If you eat it I doubt the chemicals and enzymes would survive the stomach. I was thinking of a topical treatment.



V
 
All those idiots dying of AIDS. All they had to do was eat of couple of olive leaves and survive just fine. Or not. ;)
 
olive leaf

Hallo :)

A quick googling turned this up:

http://www.google.dk/search?sourceid=navclient&ie=UTF-8&oe=UTF-8&q=olive+leaf+extract

And also this:

http://www.nutriteam.com/oliveleaf.htm

Apparently it maybe beneficial because of its antioxidant
effects (to the user).

Whether this this is true (or false) I don't know.

Also, I don't know of any (independent) study (=doubleblind etc.)which demonstrated (or proved) by evidence based proof that by taking (eating, digesting or otherwise using this product)

olive oil extract you apparently can reduce pains and ailments for the mentioned diseased ranging from aids to the common cold.

It would be interesting, though, to see (or to make) such a study.

Yet, I do not currently know of such study.

aries
 
I braved the horrors of pub med, searching through pages of dry technical stuff, only to find the anti-bacterial properites of this stuff have only been tested in vitro so I looked up the word in vitro and found out it means in the test tube, there are no studies for the in vivo abilities of it. in vivo means in the body.

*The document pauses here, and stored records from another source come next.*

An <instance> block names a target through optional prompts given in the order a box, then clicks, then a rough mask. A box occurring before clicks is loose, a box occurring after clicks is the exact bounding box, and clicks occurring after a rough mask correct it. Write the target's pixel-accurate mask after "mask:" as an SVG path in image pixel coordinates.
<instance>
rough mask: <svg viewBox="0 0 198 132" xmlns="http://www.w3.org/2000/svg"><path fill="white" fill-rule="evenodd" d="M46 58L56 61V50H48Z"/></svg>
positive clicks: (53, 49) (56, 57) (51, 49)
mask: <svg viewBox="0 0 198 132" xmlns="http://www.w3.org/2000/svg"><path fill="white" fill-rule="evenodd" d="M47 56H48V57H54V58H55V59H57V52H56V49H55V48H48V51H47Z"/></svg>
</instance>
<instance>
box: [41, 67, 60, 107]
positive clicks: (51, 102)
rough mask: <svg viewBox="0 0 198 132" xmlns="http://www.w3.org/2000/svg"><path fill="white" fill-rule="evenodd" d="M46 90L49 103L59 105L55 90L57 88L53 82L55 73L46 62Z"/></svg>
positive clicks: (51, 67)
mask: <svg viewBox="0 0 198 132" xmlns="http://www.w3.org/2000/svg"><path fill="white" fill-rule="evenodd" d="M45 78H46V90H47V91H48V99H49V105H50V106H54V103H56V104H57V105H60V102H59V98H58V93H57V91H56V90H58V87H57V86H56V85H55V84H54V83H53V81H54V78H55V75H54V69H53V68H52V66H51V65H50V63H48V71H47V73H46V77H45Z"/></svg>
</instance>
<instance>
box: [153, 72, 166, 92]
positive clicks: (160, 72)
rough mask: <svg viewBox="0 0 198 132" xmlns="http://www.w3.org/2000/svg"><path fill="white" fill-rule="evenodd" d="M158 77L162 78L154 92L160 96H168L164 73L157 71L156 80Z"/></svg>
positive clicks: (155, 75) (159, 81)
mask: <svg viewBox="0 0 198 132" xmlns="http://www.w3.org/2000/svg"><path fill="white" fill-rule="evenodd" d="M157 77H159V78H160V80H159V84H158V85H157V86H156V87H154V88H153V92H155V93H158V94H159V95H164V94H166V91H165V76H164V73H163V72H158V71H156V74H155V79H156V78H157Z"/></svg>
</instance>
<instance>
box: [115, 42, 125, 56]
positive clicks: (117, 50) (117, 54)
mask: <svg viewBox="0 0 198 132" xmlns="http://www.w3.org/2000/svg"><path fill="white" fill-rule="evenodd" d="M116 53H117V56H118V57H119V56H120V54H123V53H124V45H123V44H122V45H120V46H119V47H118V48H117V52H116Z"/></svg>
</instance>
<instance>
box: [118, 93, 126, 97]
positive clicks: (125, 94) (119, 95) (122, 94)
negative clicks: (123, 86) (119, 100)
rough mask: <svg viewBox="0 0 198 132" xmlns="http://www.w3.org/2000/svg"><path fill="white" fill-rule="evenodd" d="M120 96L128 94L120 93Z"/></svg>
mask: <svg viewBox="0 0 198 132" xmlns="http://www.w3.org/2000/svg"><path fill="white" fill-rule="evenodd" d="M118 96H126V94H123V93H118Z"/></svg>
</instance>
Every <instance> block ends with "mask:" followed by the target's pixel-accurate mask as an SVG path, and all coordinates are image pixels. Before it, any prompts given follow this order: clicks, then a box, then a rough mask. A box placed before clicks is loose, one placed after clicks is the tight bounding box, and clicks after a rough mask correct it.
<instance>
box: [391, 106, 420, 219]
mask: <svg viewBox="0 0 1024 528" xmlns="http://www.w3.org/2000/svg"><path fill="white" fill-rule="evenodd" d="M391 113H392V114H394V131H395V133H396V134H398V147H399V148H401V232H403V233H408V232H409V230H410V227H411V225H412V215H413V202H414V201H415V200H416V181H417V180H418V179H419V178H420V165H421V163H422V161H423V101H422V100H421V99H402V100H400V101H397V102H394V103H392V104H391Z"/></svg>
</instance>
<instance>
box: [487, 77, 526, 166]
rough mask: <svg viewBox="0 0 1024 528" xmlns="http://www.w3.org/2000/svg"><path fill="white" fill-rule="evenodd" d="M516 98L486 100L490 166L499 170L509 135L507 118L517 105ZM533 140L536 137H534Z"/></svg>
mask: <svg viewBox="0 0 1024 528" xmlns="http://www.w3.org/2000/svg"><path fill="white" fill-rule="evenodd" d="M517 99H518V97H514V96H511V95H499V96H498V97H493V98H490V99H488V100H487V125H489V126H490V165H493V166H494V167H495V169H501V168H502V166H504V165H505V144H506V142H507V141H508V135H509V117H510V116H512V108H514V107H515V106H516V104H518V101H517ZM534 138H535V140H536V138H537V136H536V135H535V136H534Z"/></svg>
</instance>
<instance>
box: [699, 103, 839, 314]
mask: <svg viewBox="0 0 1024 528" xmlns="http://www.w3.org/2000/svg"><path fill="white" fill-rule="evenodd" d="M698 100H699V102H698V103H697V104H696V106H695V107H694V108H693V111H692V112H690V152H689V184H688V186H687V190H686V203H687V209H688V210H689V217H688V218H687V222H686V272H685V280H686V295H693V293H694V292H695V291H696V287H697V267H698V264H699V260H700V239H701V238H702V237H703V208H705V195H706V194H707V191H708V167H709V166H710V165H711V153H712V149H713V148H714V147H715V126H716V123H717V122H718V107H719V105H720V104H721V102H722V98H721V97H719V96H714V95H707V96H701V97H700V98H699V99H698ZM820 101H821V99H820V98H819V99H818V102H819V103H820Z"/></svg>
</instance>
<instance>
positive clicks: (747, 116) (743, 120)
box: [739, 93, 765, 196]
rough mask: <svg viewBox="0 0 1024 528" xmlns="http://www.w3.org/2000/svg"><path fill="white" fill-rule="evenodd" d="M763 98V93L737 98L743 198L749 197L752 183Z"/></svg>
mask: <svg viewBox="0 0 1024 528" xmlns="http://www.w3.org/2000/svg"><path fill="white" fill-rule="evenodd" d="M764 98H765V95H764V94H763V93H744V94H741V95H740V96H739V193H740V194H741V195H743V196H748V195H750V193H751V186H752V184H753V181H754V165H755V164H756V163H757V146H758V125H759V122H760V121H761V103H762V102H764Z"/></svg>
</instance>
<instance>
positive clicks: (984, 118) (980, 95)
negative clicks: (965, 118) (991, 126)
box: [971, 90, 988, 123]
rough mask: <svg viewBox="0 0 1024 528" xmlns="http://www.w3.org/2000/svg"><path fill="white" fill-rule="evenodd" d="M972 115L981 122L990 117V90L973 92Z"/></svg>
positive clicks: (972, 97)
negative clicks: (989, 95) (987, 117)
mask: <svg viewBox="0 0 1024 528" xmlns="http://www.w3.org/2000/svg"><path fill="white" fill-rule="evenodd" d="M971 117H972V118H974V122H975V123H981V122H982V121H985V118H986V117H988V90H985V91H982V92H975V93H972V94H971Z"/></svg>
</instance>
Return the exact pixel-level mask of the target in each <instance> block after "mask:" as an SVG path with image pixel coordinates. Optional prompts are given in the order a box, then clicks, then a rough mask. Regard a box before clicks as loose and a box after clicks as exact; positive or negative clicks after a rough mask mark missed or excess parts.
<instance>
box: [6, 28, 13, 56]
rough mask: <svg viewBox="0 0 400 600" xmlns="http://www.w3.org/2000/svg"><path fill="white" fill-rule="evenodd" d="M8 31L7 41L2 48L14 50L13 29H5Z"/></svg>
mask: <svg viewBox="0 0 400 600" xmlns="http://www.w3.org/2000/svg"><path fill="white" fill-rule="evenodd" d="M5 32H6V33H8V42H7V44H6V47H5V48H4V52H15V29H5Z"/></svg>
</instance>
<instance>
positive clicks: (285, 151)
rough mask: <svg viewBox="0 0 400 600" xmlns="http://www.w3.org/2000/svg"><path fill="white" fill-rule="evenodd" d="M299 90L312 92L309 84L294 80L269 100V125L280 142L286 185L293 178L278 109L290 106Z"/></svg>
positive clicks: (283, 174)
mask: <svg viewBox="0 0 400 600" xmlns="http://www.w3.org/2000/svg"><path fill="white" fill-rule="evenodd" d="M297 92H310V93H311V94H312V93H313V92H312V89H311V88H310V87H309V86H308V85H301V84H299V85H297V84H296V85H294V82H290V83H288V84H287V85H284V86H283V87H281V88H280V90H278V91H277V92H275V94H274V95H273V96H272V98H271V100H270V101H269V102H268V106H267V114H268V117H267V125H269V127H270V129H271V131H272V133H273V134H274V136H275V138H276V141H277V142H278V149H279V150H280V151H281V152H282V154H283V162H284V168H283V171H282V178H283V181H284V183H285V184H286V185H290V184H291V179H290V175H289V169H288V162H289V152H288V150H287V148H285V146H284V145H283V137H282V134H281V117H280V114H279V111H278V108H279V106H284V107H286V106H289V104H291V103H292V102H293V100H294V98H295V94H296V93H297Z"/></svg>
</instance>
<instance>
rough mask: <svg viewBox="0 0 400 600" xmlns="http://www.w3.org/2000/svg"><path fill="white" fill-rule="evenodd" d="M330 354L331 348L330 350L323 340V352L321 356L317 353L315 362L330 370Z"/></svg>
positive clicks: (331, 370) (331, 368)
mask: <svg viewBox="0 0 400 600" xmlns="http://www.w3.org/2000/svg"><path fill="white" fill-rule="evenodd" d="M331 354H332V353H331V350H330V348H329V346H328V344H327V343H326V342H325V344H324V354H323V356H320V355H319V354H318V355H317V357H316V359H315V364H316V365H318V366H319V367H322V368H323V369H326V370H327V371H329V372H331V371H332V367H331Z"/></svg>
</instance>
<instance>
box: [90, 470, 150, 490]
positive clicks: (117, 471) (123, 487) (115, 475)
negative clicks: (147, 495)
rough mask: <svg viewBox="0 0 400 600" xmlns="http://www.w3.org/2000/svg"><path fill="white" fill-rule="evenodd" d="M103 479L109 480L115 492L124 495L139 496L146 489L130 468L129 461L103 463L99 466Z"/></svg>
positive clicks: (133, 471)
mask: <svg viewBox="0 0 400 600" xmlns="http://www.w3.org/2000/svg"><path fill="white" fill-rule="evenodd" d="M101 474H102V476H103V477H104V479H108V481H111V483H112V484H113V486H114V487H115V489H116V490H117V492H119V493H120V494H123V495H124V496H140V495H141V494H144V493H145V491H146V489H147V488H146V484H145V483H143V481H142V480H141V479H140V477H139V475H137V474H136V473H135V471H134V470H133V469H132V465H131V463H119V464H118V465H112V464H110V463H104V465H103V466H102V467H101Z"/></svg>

I really don't give a flying rats arse if it's an antioxidant, we have about 600 other types of food that have this magical property, if antioxidant is all this thing can do it seems a waste of money. :p :)

I can't find anything saying it is anti viral on pub med, or anti fungal when ingested. Oh well, so someone sat down with this stuff and just started making things up it seems, then sold it without testing even one of the claims.

Oh and it doesn't cure AIDS, even they are not so brazen as to claim this, but it will help. Even though AIDS is a disease which fluctuates anyway so any natural upswing in condition can be attributed to this stuff, while it remains blameless on any downswing. :rolleyes: Oh well :)
 
If you're being a cynic you could point to the fact that the stuff can be sold to the public without undergoing rigorous clinical trials into its effectiveness and safety as an indication that it does basically bu99er all. After all, they wouldn't release a powerful anti-retroviral onto the market without a few years clinical trials under their belts.
 
The Don said:
If you're being a cynic you could point to the fact that the stuff can be sold to the public without undergoing rigorous clinical trials into its effectiveness and safety as an indication that it does basically bu99er all. After all, they wouldn't release a powerful anti-retroviral onto the market without a few years clinical trials under their belts.
Good point and well made, now, where is the cynic registration office?